This month, we’re spotlighting something a little different—an equity linked security, or ELKS, as recommended by Carla Pasternak of StreetAuthority’s High-Yield Investing. ELKS are hybrid debt securities whose return is linked to the performance of an underlying equity. They pay a higher yield than the underlying security, usually in two predetermined payments before their maturity. At maturity (which is usually after one year) investors get their original principal back, unless the linked equity has fallen below a pre-determined price, in which case the ELKS will convert into shares of the underlying security.
“This month we went hunting for ELKS. And did we track down a trophy! It’s an Equity-Linked Security that’s linked to the price of one of the strongest bank stocks in America. Plus this ELKS comes with an outstanding yield of close to 10%. That’s based on guaranteed payouts of nearly $1.00 over the next nine months. On an annualized basis, the yield is an astounding 12.5%. Not bad when you consider that a one-year CD is paying just 1.5%! Nor is the payout your ordinary discretionary dividend. It’s senior debt, a contractual obligation which must be paid or the issuer could risk a credit downgrade.
“High-yield and reasonable-risk can be like oil and water—they tend not to mix. But this hybrid security offers just such a rare combination. It trades daily on the New York Stock Exchange like any stock, but offers the secure income of a senior bond. And when it expires in late November, it will return some or all of your investment capital either as cash or common shares of the bank.

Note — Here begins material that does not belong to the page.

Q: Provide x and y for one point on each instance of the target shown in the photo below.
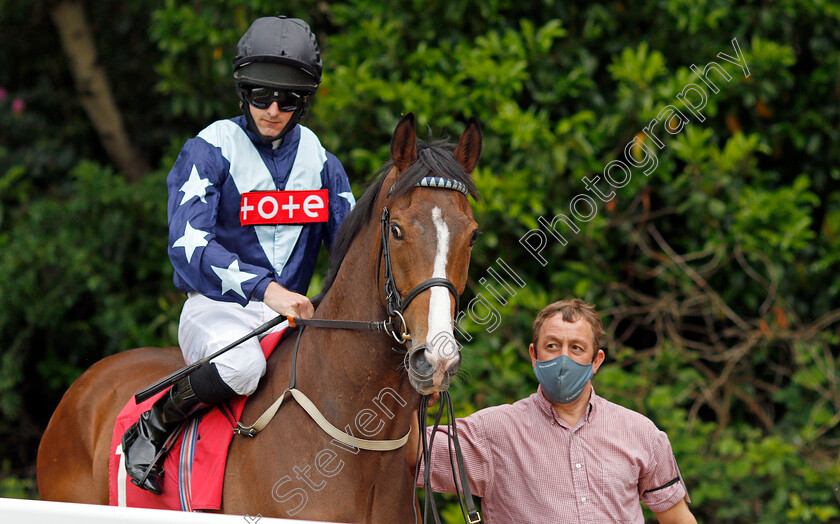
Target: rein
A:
(465, 499)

“Citigroup, Inc. ELKS on Wells Fargo & Co. (ESK 10.79 NYSE - yield 9.4%) is linked to the price performance of the common stock of Wells Fargo (NYSE: WFC), the nation’s fourth-largest bank. The ELKS was issued in late October at a par value of $10 per share and matures on November 24, 2010. If held to maturity, one of two things will happen. The first possibility is that investors will receive back the $10 principal in cash per share, or have the option to receive the same value in Wells Fargo common stock. The second possibility is that investors will receive 0.34106 shares of WFC if, at any time during the life of the ELKS, the price of WFC is equal to or less than $19.06 (65% of the $29.32 price of Wells Fargo on ESK’s issue date).
Yield
“ESK will pay a total of $0.965 per security in 2010, giving a beefy 9.4% yield at today’s price. Payments will be made in two installments: $0.515 on May 24, 2010 and $0.45 on November 24, 2010. The payments will be made to holders of record on the third business day prior to the payment dates. Payments comprise $0.134 in interest income on an underlying bond and $0.831 in option premiums. Both are taxable at ordinary income tax rates, making ESK appropriate for tax-deferred accounts. It’s important to note that these interest and principal payments are guaranteed by Citigroup Funding, a subsidiary of Citigroup (NYSE: C), not Wells Fargo. These ELKS are a senior debt issue of Citigroup, which means that payments should be made before any payment on common or preferred stock. Things have dramatically improved at Citigroup since the darkest days of the financial crisis. Credit rating agencies now assign Citigroup senior debt issues the high-quality investment grade ratings of A3 (Moody’s) and A (Standard & Poor’s), indicating strong safety.
Performance
“Since Wells Fargo has remained well above the $19.06 ‘trigger’ price since the ELKS were created, shares of ESK have remained stable. Some investors may paint Wells Fargo with the same brush as other banks that helped bring on the financial crisis. However, Wells was one of the few responsible banks that didn’t overindulge in risky loans. Of course, even Wells experienced some pain in the bear market, but it now appears to be even stronger coming out of it. ... For the fourth quarter, the bank earned $394 million or $0.08 per share, when analysts polled by Thomson Reuters were expecting a loss of $0.01 per share. ...
“Of course, what matters most to ESK investors is whether the stock price will dip below $19.06. For now, it appears unlikely. Wells’ shares are trading today at $28.01, and would have to fall 32% to hit the trigger price. Given that the worst seems behind the bank, I’m reasonably confident this sort of drop won’t occur before maturity. The good news is that in a worst-case scenario, your ELKS would convert into shares of one of the nation’s best banks, which over the long term should be a good investment.
“I believe this is a strong example of reward outweighing the risks. I plan to add ESK to the ‘Dividend Optimizer’ Portfolio. ... Just to be safe, I will set a ‘stop’ on WFC common shares at $19.20. In other words, if WFC hits my stop price, I will sell ESK at its market price at that time. You may wish to do the same. Also, since trading on this security is relatively illiquid, you may want to add the security in small lots so as not to push up the price.”